Outdoor Safety for Kids

Outdoor fun is something many kids look forward to during their summer vacation. Whether going on a family vacation, having a sleepover at a neighbor’s house, play date in the park, or heading off to summer camp, outdoor activities are in abundance. Not every activity requires adult supervision, but it’s vital that certain safety precautions be taken to give your child extra protection when they’re playing and enjoying land and water activities. We’ve rounded up some of the top safety tips for a variety of summertime activities:

  • Bicycle, Skateboard, Skating, & Scooter Safety – there should never be a time when your child should not be wearing a helmet while they’re biking or skating, no matter how long their ride is or how close to home they’re staying (yes, even in the driveway). Falls can cause minor to severe injuries including trauma to the brain, cuts and bruises, sprains and broken bones, so making sure your child is wearing their helmet, wrist/elbow guards, and kneepads whenever possible is the best defense for their body’s protection. Protective gear should be properly fitted, snug but not overly tight, and worn by all in the family (parents can help set the example themselves by promoting helmet use at all times). Young children under eight should be supervised and older kids should always have a buddy when riding/skating. Just as important, make sure they also stay away from major traffic areas as vehicles can pose greater threats to young riders.
  • Bug Safetyinsect bites can introduce a plethora of viruses into the body, like West Nile, Chikungunya, Zika, etc. so using insect repellent gives that extra layer of defense when spending time outdoors. Avoid using hygiene products that are fragrant (mosquitos will be attracted to the scent) and playing in areas where high concentrations of mosquitos are living (like stagnant water). When choosing a bug repellent, make sure that it contains DEET (note that it’s recommended by the American Academy of Pediatricians that DEET not be used on children under 2 months), which is the active ingredient needed to prevent-insect related diseases and cover up exposed areas of the body with long clothing when outside at night.
  • Water Safety – splashing around in pools, lakes, and oceans can be a great way to beat the heat and enjoy time with friends and family, but water safety is vital as kids are at risk of drowning under certain conditions. Often, parents can get a false sense of security from floatation devices but nothing is a substitute for supervision and a bit of swimming instructions. Life vests should be mandatory whenever boating and also work extremely well in other large bodies of water. Kids should NEVER be left alone around a pool, in fact, home pools should be secure and completely fenced in so children can stay out, in the event they attempt to swim on their own. Having an adult on deck who is trained in CPR is also recommended to help act fast in the event of a water emergency – even the most experienced swimmers can harm themselves in water and therefore approach this activity with the mentality that nobody is immune.
  • Fireworks Safety – fireworks can cause severe burns, scars, blindness, and even death. Even those types of fireworks we may consider “harmless” for kids, like sparklers, can generate enough heat to burn your child or even those they happen to be nearby. They may be fun for a short period of time, but injuries resulting from fireworks or fire are not something that should be on the menu for the 4th of July celebration.

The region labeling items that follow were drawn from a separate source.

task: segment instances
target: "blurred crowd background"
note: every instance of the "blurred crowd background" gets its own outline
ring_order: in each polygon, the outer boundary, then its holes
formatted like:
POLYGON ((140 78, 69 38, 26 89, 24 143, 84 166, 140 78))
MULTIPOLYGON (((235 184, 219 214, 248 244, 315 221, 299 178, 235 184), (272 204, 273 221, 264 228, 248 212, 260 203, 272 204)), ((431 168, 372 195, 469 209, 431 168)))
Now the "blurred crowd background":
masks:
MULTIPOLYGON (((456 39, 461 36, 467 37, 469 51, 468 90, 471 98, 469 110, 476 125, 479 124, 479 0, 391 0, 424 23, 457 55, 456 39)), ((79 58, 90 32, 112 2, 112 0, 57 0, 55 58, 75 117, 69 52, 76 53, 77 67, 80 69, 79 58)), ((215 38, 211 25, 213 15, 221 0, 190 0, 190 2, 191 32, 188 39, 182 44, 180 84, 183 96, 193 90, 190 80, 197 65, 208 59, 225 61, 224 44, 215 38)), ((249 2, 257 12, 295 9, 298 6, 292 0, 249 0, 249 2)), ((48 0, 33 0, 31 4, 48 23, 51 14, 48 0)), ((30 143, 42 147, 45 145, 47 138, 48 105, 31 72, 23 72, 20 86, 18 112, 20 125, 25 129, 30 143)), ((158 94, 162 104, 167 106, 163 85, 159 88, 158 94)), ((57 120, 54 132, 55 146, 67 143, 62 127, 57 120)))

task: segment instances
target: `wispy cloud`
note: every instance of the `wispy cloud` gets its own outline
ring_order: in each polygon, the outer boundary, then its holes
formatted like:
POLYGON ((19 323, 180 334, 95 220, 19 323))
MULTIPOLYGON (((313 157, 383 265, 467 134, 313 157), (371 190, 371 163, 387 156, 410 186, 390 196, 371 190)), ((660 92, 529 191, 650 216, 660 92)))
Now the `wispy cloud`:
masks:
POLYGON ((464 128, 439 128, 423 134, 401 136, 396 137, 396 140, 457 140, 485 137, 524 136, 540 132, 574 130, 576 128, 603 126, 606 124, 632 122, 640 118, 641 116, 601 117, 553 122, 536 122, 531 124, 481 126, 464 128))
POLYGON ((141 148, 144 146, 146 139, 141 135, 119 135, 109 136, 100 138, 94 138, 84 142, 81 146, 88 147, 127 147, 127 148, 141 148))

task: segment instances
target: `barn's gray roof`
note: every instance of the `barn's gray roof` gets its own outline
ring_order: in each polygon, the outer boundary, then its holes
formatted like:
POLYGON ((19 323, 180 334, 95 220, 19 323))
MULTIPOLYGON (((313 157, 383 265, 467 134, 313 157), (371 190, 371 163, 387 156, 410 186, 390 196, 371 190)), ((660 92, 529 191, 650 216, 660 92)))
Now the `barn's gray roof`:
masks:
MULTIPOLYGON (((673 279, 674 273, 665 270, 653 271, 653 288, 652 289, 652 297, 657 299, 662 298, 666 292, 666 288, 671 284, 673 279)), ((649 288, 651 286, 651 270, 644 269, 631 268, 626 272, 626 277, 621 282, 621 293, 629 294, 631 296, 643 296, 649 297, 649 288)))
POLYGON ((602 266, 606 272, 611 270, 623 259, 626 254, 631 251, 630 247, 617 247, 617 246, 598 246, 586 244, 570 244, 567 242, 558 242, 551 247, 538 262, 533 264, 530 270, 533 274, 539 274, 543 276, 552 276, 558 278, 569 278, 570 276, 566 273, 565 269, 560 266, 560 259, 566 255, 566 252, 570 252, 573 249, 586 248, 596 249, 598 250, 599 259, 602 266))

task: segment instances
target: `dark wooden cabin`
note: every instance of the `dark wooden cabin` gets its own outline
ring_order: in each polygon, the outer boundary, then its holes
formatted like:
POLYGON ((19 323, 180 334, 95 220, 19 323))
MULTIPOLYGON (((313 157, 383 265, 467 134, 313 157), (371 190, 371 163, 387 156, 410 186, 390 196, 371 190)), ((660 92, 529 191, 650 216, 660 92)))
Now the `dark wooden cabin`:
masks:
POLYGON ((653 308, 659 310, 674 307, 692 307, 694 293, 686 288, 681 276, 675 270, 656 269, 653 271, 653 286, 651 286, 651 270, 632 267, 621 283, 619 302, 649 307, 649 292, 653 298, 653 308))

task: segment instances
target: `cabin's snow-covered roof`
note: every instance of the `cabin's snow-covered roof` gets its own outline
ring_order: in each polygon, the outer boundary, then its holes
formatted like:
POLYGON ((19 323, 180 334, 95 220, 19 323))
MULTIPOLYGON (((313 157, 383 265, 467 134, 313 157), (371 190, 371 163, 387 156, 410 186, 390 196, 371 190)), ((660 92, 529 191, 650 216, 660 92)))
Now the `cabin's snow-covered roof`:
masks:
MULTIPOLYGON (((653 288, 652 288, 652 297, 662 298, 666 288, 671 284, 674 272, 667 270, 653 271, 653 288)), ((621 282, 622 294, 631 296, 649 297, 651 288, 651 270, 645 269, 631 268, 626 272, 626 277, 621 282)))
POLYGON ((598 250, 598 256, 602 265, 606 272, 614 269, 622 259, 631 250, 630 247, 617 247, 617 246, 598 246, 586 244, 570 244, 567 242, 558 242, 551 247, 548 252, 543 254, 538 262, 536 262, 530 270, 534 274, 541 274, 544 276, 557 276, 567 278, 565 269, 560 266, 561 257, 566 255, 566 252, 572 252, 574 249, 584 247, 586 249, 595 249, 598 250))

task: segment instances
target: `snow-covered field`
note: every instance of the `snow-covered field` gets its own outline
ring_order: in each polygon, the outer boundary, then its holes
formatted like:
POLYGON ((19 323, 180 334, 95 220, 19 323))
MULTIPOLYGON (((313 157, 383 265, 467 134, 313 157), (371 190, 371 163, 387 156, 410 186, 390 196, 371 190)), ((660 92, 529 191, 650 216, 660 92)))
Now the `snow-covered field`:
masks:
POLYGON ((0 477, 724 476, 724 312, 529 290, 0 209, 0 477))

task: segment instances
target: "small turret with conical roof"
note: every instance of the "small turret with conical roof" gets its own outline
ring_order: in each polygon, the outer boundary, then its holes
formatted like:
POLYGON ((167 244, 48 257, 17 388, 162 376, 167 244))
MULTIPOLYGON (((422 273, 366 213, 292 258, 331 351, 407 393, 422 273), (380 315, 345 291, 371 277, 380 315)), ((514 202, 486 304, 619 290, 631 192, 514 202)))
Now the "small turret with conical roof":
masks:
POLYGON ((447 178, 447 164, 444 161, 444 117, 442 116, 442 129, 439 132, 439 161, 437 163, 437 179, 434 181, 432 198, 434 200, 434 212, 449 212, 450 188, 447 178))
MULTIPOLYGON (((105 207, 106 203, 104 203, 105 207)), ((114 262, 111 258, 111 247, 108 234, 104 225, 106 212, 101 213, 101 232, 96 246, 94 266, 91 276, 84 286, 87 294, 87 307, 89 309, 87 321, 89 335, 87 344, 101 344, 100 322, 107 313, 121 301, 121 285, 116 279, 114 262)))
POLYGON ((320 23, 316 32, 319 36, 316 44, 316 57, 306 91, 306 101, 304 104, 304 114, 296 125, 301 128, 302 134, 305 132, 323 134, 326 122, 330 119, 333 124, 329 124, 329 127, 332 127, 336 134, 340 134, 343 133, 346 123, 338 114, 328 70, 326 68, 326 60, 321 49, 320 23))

Kids are going to be kids, and accidents can happen virtually anywhere, so we don’t want you to feel you have to keep your kid indoors or covered up in bubble wrap to keep them safe. We want to make sure you’re well equipped to reduce your child’s risks of injuries like sunburns, broken bones, insect-related diseases, etc., and with a little diligence, leading by example, and prevention, you can help them to have a wonderful summer full of fun and adventures!